Alex Saab se declara culpable de lavado de dinero en corte federal de Estados Unidos tras pactar con fiscales

En un giro definitivo para uno de los expedientes judiciales más sonados de la región, el empresario colombiano y exfuncionario venezolano Alex Saab admitió su culpabilidad este martes ante una corte federal de Miami por cargos de conspiración para lavado de activos y transacciones financieras ilícitas. La decisión llega tras sellar un acuerdo formal con la fiscalía estadounidense, revirtiendo la postura de inocencia que había sostenido meses atrás.
Los términos del pacto judicial
Como parte del acuerdo alcanzado, Saab, de 54 años, aceptó entregar aproximadamente US$ 195 millones en efectivo y bienes, además de comprometerse a no apelar ni alterar su declaración. A pesar de la colaboración, el procesado enfrenta una pena máxima de hasta 20 años de privación de libertad, sumada a una sanción económica que podría alcanzar los US$ 500.000 y el doble del valor de los activos comprometidos.
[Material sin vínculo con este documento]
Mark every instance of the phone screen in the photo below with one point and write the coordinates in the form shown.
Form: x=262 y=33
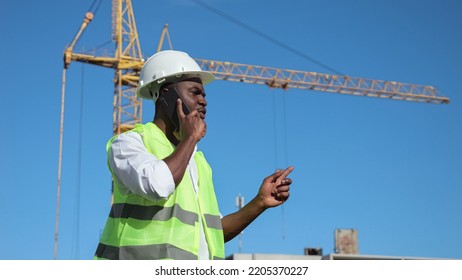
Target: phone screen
x=168 y=100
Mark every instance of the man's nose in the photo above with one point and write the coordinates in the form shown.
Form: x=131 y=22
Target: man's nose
x=202 y=100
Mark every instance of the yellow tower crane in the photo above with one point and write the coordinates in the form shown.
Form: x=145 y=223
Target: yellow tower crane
x=128 y=61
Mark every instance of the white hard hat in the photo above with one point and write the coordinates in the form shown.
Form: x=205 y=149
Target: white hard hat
x=164 y=65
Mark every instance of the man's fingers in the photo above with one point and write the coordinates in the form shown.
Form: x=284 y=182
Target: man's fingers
x=284 y=174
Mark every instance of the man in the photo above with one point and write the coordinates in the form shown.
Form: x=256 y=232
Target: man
x=164 y=200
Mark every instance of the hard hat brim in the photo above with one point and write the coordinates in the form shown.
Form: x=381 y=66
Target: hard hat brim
x=148 y=90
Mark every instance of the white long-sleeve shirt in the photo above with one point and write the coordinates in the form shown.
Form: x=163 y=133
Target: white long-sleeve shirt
x=140 y=172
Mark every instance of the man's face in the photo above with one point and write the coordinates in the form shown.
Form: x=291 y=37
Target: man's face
x=192 y=93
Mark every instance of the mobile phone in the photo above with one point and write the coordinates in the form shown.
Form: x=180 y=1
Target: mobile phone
x=169 y=101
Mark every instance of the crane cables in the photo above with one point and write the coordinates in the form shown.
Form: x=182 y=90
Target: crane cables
x=265 y=36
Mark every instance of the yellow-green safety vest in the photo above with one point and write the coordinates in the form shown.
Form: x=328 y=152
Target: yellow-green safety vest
x=139 y=228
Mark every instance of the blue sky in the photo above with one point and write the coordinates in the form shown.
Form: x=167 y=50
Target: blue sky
x=390 y=169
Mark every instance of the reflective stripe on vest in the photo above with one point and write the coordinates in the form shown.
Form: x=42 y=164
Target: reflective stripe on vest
x=138 y=228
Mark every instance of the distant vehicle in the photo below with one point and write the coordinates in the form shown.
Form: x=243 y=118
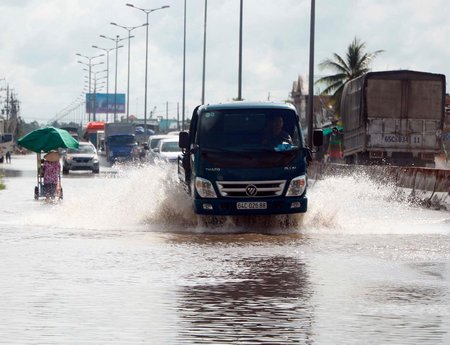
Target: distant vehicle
x=393 y=117
x=153 y=143
x=92 y=128
x=83 y=158
x=168 y=150
x=120 y=142
x=73 y=131
x=6 y=144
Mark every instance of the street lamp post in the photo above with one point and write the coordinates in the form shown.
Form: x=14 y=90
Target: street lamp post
x=311 y=76
x=184 y=69
x=89 y=58
x=117 y=39
x=129 y=29
x=147 y=12
x=240 y=54
x=204 y=52
x=107 y=50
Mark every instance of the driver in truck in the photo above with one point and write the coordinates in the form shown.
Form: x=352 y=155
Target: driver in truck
x=274 y=134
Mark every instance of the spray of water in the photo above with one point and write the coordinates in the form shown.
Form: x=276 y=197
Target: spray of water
x=149 y=197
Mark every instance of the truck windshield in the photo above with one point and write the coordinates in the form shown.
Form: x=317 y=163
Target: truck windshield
x=249 y=130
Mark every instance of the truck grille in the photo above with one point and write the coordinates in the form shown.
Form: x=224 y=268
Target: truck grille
x=250 y=189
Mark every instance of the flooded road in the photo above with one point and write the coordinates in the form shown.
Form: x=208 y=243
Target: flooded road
x=122 y=260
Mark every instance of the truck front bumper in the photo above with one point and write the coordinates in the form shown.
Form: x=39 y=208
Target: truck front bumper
x=263 y=206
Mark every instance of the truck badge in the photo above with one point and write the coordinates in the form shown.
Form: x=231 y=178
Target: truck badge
x=251 y=190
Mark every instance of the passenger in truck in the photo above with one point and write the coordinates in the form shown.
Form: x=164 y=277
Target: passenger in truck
x=275 y=134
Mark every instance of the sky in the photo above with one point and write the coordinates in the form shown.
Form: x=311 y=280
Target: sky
x=39 y=41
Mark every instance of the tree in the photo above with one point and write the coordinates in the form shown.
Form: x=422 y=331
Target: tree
x=355 y=64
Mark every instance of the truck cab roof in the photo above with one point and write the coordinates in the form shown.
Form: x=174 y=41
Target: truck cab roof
x=247 y=105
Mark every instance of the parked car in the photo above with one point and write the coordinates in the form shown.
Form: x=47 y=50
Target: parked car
x=168 y=150
x=83 y=158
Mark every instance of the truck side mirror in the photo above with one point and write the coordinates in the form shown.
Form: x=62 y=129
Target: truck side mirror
x=183 y=140
x=317 y=137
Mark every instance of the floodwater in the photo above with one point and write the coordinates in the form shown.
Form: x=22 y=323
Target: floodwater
x=122 y=260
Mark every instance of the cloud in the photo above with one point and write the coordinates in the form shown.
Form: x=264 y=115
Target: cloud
x=40 y=40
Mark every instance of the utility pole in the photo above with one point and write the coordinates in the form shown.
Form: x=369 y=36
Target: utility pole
x=311 y=77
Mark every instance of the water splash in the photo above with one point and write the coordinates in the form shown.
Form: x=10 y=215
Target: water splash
x=149 y=198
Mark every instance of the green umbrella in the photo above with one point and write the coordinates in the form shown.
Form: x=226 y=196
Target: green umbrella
x=47 y=139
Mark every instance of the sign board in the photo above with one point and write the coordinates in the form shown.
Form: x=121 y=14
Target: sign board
x=102 y=103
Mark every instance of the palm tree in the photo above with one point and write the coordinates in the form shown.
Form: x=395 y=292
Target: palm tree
x=356 y=63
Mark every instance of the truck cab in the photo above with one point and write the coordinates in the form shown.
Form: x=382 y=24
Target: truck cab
x=234 y=162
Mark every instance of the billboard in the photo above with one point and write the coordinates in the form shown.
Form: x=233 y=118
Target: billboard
x=102 y=103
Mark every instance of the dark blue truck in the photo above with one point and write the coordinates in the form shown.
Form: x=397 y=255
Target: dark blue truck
x=234 y=162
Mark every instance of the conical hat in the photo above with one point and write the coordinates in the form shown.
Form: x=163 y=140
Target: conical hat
x=52 y=156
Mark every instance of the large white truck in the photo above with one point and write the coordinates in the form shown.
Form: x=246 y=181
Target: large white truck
x=393 y=117
x=120 y=141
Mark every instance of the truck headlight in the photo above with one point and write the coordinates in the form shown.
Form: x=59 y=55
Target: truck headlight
x=297 y=186
x=204 y=188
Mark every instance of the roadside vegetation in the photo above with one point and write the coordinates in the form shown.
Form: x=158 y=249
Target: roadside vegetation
x=355 y=63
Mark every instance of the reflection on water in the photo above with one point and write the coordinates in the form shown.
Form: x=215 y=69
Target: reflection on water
x=122 y=260
x=261 y=301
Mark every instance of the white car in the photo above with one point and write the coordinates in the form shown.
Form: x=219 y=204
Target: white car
x=83 y=158
x=168 y=150
x=153 y=143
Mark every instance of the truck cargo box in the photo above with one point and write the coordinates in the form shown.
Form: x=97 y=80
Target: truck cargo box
x=393 y=117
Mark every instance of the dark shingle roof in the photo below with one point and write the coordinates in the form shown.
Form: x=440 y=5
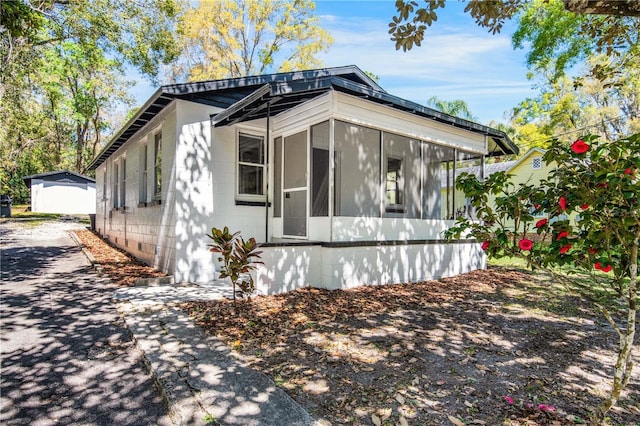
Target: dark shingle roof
x=250 y=98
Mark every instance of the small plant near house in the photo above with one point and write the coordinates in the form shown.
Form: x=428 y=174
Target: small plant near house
x=238 y=257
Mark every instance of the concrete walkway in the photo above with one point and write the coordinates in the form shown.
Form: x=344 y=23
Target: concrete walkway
x=200 y=380
x=198 y=377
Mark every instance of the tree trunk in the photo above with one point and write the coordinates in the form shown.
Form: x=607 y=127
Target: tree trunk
x=604 y=7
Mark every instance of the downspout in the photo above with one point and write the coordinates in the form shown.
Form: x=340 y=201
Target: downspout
x=267 y=175
x=453 y=197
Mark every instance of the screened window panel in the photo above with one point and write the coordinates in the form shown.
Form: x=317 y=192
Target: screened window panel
x=277 y=177
x=403 y=154
x=320 y=169
x=295 y=213
x=157 y=166
x=358 y=175
x=295 y=159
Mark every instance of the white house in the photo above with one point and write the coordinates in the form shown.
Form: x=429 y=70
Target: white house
x=62 y=192
x=338 y=179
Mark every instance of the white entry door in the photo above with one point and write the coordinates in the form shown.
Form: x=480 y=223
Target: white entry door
x=295 y=187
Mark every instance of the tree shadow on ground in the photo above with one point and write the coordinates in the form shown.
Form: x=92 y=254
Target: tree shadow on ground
x=427 y=350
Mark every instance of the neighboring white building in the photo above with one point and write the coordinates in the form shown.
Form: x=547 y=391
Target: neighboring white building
x=339 y=179
x=63 y=192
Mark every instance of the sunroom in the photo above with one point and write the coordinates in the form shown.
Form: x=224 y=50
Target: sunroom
x=355 y=188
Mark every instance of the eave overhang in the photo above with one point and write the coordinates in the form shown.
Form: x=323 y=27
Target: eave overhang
x=247 y=98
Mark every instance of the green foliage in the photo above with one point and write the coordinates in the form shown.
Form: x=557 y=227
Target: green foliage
x=456 y=107
x=61 y=79
x=231 y=38
x=601 y=96
x=590 y=209
x=238 y=258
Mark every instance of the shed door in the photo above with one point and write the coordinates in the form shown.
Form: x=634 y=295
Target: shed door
x=295 y=188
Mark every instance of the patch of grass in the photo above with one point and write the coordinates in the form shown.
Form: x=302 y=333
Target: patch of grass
x=35 y=218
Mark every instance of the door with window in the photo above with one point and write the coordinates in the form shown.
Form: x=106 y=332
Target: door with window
x=294 y=186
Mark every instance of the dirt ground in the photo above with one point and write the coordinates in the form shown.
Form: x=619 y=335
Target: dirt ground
x=493 y=347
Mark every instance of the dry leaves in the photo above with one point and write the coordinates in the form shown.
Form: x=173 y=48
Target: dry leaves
x=433 y=353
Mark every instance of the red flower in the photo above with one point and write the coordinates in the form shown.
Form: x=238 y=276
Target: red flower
x=525 y=244
x=563 y=203
x=579 y=147
x=541 y=223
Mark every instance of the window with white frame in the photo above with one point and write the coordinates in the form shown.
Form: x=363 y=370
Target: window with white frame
x=143 y=173
x=394 y=184
x=104 y=186
x=115 y=180
x=123 y=182
x=251 y=166
x=536 y=163
x=157 y=166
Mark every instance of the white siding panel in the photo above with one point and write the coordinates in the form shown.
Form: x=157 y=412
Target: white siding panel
x=358 y=111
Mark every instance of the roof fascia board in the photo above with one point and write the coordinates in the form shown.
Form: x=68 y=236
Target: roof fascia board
x=241 y=104
x=142 y=110
x=413 y=107
x=527 y=155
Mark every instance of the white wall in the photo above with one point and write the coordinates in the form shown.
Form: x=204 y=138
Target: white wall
x=288 y=268
x=145 y=231
x=63 y=197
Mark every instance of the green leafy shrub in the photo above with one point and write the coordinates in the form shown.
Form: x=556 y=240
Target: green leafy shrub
x=591 y=204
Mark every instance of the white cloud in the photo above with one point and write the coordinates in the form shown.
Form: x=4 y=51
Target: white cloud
x=453 y=63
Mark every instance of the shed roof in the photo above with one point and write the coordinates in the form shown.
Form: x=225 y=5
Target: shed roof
x=58 y=176
x=250 y=98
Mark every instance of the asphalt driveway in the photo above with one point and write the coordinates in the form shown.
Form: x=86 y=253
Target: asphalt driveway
x=65 y=353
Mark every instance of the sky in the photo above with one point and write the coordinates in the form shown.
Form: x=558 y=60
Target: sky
x=457 y=59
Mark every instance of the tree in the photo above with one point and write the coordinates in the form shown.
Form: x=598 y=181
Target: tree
x=61 y=77
x=237 y=257
x=597 y=182
x=456 y=107
x=409 y=25
x=235 y=38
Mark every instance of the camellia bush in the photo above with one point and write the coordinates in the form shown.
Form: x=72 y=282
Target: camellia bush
x=581 y=223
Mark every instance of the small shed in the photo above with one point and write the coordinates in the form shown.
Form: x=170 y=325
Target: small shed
x=63 y=192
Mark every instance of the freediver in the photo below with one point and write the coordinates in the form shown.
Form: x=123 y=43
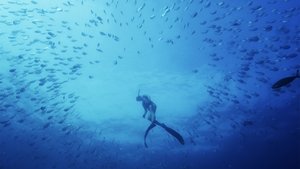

La lectura de su sentencia quedó programada para mediados de enero.
Durante la audiencia, el acusado compareció esposado, vistiendo indumentaria de presidiario beige, con barba blanca y el cabello recogido, escoltado por agentes federales y acompañado de su defensa. La admisión judicial detalla operaciones ilícitas que involucran a cuatro cómplices cuyos nombres aún permanecen bajo reserva por las autoridades judiciales.
El esquema detrás de los alimentos y el crudo
El expediente del Departamento de Justicia señala que entre octubre de 2015 y enero de este año, Saab estructuró una red para enriquecerse ilícitamente a través del Comité Local de Abastecimiento y Producción (CLAP), programa estatal de subsidio de alimentos en Venezuela. La acusación sostiene que la red pagó sobornos a funcionarios del país sudamericano para asegurarse adjudicaciones millonarias bajo premisas comerciales falsas.
Asimismo, las investigaciones apuntan a que a partir de 2019 los implicados aprovecharon su cercanía con las esferas de poder para acceder a cargamentos de crudo de la estatal Petróleos de Venezuela (PDVSA) y comercializarlos en mercados internacionales, eludiendo las restricciones vigentes. Los fondos resultantes fueron canalizados y lavados mediante movimientos bancarios que transitaron por el sistema financiero estadounidense.
De la diplomacia al distanciamiento político
El recorrido legal de Saab ha sido complejo y convulso: arrestado inicialmente en Cabo Verde en 2020 y extraditado a suelo norteamericano en 2021, llegó a recibir un indulto en 2023 durante un intercambio de prisioneros promovido por la administración de Joe Biden. No obstante, tras retornar a Caracas y asumir responsabilidades ministeriales, su panorama cambió drásticamente con los recientes acontecimientos políticos que incluyeron la captura y traslado de Nicolás Maduro a Nueva York, quien aguarda juicio por cargos de narcotráfico y posesión de armas.
Con la asunción del mando de Delcy Rodríguez, la postura oficial en Caracas tomó un rumbo distinto. Desde el gobierno venezolano calificaron el último proceso de extradición como ajustado a derecho, mientras que voceros como Diosdado Cabello llegaron a cuestionar la legalidad de los documentos de identidad venezolanos que portaba el empresario, marcando un evidente distanciamiento con quien en su momento fue presentado como figura clave de su diplomacia.